Suzan wrote: “Rise up…” And I did, today. What you must know about Suzan is that she is some kind of a shaman. The kind that make you hear the deaf speak and taste the sunrise. That kind of shaman. She was right. From the covers, and hats, buckets, tissues, mops, cool nest of the linoleum tiled bathroom floor soothing my clammy face – I rose up. Why? Because you rise from your patheticness when your 6 year old wants to go to the parade.

I felt like Sandra Bullock’s character in that movie, Gravity. You know the scene after her space capsule plunges into the ocean, and she escapes, nearly drowns (after almost freezing, drifting off into space, defying a million deaths), bursts through the surface of the water, claws her way onto shore, and lifts herself barely upright like the first biped from the swamp, shaking, trembling, on feet heavier than the earth itself? You know, that scene? Well, that’s how I felt standing up to go to the parade. Ok, ok. Yeah, I know. John already told me. Perhaps a wee bit overdramatic. I admit it. But – let’s just say – it was hard, very hard to get up.



We walked down the streets of Kalamazoo, or rather, I shuffled, To see the parade.

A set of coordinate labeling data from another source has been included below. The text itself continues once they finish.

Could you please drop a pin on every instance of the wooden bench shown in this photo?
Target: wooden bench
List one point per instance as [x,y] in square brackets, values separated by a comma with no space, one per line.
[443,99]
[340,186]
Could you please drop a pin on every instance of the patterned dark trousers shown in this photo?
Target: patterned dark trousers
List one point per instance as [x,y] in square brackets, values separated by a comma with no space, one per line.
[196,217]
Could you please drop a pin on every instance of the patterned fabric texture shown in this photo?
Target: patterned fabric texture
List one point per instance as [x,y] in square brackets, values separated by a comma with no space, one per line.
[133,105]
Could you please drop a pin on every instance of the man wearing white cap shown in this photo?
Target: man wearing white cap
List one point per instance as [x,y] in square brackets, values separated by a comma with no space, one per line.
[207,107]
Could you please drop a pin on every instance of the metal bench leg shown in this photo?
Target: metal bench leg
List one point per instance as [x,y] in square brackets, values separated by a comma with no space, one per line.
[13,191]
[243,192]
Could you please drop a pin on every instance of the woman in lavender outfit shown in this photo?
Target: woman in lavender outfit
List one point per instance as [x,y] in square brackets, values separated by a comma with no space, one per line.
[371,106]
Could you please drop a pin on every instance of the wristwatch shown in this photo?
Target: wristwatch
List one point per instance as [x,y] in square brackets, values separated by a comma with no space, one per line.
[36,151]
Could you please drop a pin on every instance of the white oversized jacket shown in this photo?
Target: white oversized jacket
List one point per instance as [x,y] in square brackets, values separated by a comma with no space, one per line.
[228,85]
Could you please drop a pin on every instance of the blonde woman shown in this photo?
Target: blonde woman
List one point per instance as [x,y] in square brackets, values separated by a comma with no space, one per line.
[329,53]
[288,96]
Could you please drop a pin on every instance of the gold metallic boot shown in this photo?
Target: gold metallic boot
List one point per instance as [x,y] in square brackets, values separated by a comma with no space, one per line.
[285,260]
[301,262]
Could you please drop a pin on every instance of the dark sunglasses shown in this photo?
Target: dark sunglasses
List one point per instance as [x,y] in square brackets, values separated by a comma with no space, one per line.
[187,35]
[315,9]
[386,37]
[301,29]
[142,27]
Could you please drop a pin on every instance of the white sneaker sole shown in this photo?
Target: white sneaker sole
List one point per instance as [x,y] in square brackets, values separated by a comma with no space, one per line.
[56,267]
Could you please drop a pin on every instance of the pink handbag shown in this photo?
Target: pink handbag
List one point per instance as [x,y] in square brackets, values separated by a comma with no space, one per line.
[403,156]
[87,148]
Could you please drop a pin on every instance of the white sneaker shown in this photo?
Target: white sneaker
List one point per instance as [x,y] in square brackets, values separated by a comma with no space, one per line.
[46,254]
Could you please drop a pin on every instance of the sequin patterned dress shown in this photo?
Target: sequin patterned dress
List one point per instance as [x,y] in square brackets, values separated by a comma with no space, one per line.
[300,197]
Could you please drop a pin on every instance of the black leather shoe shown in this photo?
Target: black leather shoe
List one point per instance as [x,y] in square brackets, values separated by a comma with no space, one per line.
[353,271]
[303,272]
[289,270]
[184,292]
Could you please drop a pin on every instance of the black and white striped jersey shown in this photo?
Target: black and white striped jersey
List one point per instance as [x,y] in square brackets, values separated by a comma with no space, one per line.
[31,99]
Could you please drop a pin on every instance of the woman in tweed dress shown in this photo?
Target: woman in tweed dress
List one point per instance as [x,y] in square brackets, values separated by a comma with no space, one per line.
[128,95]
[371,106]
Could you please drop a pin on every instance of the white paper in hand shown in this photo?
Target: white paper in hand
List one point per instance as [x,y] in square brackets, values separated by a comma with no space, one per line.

See, I’ve taken my boy to every parade he’s ever been to. The Macy’s Thanksgiving Day parade when we saw Santa fly high above us and we walked right under his big round inflatable butt. And then from the 3rd floor of Stuart’s patient’s Central Park West apartment Spidey flew by horizontally directly out the window. We’ve also been to the Kalamazoo Holiday Parade where annually  Rudolf is dragged sideways for a block to avoid snapping wires.


And to NYC’s St. Paddy’s Day parade during which time men are apparently invited to pee freely in the subway. Despite the lure of the couch, despite my fruitless efforts to invoke the parade to come to me, Michael, John and I attended the 2015 Kalamazoo St. Paddy’s Day parade in all its …. glory.